By NEMS Daily Journal
The nationwide journal, “State Legislatures,” reports on the pulse of all 50 states and their governing bodies, pulling no punches and reporting with precise nonpartisanship.
The January issue explores the financial situation of the states going on two years after the recession officially was declared over.
The article reports cautionary information, including slowly rising bond interest rates spinning off the huge budget gaps carried by some of the largest states, particularly California, Texas and New York – about $60 billion total.

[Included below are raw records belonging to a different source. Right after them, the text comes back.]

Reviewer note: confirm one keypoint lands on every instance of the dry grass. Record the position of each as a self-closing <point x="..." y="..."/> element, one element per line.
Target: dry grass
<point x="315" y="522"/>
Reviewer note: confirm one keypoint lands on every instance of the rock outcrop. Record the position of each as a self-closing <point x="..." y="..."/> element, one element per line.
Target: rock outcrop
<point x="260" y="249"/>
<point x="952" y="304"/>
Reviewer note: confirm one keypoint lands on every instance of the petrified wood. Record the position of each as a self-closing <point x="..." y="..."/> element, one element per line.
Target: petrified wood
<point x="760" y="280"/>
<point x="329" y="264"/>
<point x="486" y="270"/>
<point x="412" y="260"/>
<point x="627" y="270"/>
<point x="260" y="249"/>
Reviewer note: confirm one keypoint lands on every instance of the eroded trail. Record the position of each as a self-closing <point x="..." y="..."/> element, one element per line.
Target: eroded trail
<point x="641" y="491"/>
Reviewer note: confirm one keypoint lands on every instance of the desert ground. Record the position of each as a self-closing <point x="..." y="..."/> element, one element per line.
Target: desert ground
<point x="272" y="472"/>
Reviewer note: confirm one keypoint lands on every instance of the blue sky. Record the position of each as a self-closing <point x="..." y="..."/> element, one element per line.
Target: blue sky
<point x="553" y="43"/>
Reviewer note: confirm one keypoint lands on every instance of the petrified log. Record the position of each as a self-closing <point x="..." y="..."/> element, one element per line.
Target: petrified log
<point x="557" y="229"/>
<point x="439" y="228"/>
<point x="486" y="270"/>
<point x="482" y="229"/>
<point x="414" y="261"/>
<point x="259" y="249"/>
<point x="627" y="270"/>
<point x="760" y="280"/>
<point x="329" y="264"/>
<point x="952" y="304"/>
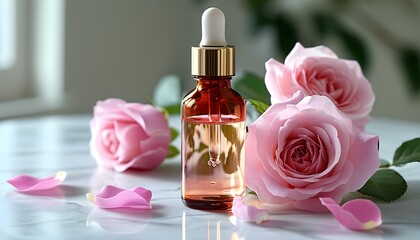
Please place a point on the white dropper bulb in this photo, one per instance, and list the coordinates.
(213, 28)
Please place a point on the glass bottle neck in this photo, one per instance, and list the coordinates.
(213, 82)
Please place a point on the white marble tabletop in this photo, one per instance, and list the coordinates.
(44, 145)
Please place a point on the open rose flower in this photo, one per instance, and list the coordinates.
(304, 149)
(318, 71)
(128, 135)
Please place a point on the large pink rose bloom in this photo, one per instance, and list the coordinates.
(318, 71)
(128, 135)
(304, 149)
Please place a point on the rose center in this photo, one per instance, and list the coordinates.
(300, 154)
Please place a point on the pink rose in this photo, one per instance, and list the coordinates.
(128, 135)
(304, 149)
(318, 71)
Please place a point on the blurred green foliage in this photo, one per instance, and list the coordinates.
(327, 23)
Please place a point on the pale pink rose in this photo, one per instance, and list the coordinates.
(318, 71)
(356, 214)
(128, 135)
(304, 149)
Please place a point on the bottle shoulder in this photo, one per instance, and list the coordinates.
(223, 101)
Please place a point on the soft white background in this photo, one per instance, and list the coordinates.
(81, 51)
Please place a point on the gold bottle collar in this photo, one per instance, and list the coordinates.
(213, 61)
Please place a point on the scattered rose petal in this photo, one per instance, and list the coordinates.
(358, 214)
(248, 212)
(113, 197)
(25, 183)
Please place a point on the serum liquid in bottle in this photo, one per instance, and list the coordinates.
(213, 123)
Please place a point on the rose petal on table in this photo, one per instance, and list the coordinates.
(25, 183)
(357, 214)
(248, 212)
(114, 197)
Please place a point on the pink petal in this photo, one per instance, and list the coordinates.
(24, 183)
(113, 197)
(358, 214)
(248, 212)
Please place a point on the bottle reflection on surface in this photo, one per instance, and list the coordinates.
(210, 227)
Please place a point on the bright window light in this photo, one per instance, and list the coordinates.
(7, 33)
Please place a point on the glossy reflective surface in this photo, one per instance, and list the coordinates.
(42, 146)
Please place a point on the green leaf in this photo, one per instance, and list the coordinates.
(168, 92)
(259, 106)
(173, 151)
(385, 184)
(384, 163)
(174, 133)
(410, 63)
(408, 152)
(251, 86)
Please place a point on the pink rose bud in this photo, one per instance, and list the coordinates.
(128, 135)
(357, 214)
(306, 148)
(318, 71)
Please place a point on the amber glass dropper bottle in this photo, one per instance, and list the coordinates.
(213, 123)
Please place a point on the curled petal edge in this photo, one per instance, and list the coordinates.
(114, 197)
(246, 212)
(357, 214)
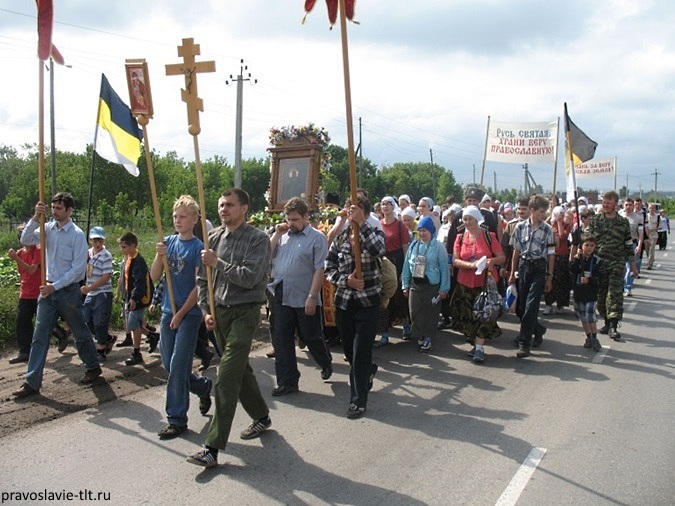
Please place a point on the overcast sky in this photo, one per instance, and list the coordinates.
(425, 75)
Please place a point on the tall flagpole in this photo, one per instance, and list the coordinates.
(350, 134)
(41, 168)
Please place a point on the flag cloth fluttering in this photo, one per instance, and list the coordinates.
(45, 22)
(117, 138)
(579, 148)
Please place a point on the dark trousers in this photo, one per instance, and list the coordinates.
(25, 312)
(531, 278)
(287, 321)
(357, 328)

The article pinpoints one of the reasons for continuing, even growing problems, as the failure of some states to enact long-term financing solutions “when the budget gaps first formed at the start of the downturn, instead relying on delay tactics like one-time revenues and accounting tricks.”
While admitting such tactics may be a “dodge,” it doesn’t identify them as all bad because moving budget problems to better times takes some of the sting out of raising taxes and reducing spending.
The problem with the delays in solutions practiced by many states, including Mississippi, is that “hoped for better times have not materialized,” writer Christopher Thornberg’s reported.
The recovery so far is about one-third the pace of recovery after recessions in 1974 and 1982.
Mississippi business and political leaders are fully aware of that information, but bright spots offer encouragement – announcements like Southern Motion’s faster-than-expected jobs expansion in Pontotoc County, the location of a major solar-panel manufacturer in Hattiesburg, and continued workforce hiring at Toyota in Blue Springs.
The magazine reports nationwide bright spots as people with jobs work more hours, increasing their personal incomes, and with strong gains in the markets creating move revenues collected by the states in capital gains taxes.
An encouraging word also comes from the respected Kiplinger Report outlook:
“GDP will get a boost from the tax deal worked out by President Obama and the Republicans. Look for GDP growth, previously expected to match (2010’s) 2.8 percent gain, to advance to about 3.5 percent for 2011. The 2.8 percent pace, though much improved over the 2009 decline of 2.6 percent, still is subpar for a recovery. … The sluggish growth that followed a rousing 2009 fourth quarter (5 percent annualized growth) and first quarter in 2010 (3.7 percent annualized growth) has been raising fears that the economy may tumble into recession again. The White House-GOP pact slams the door on that worry.”
Cautious optimism is warranted as Mississippi makes decisions for the longer term.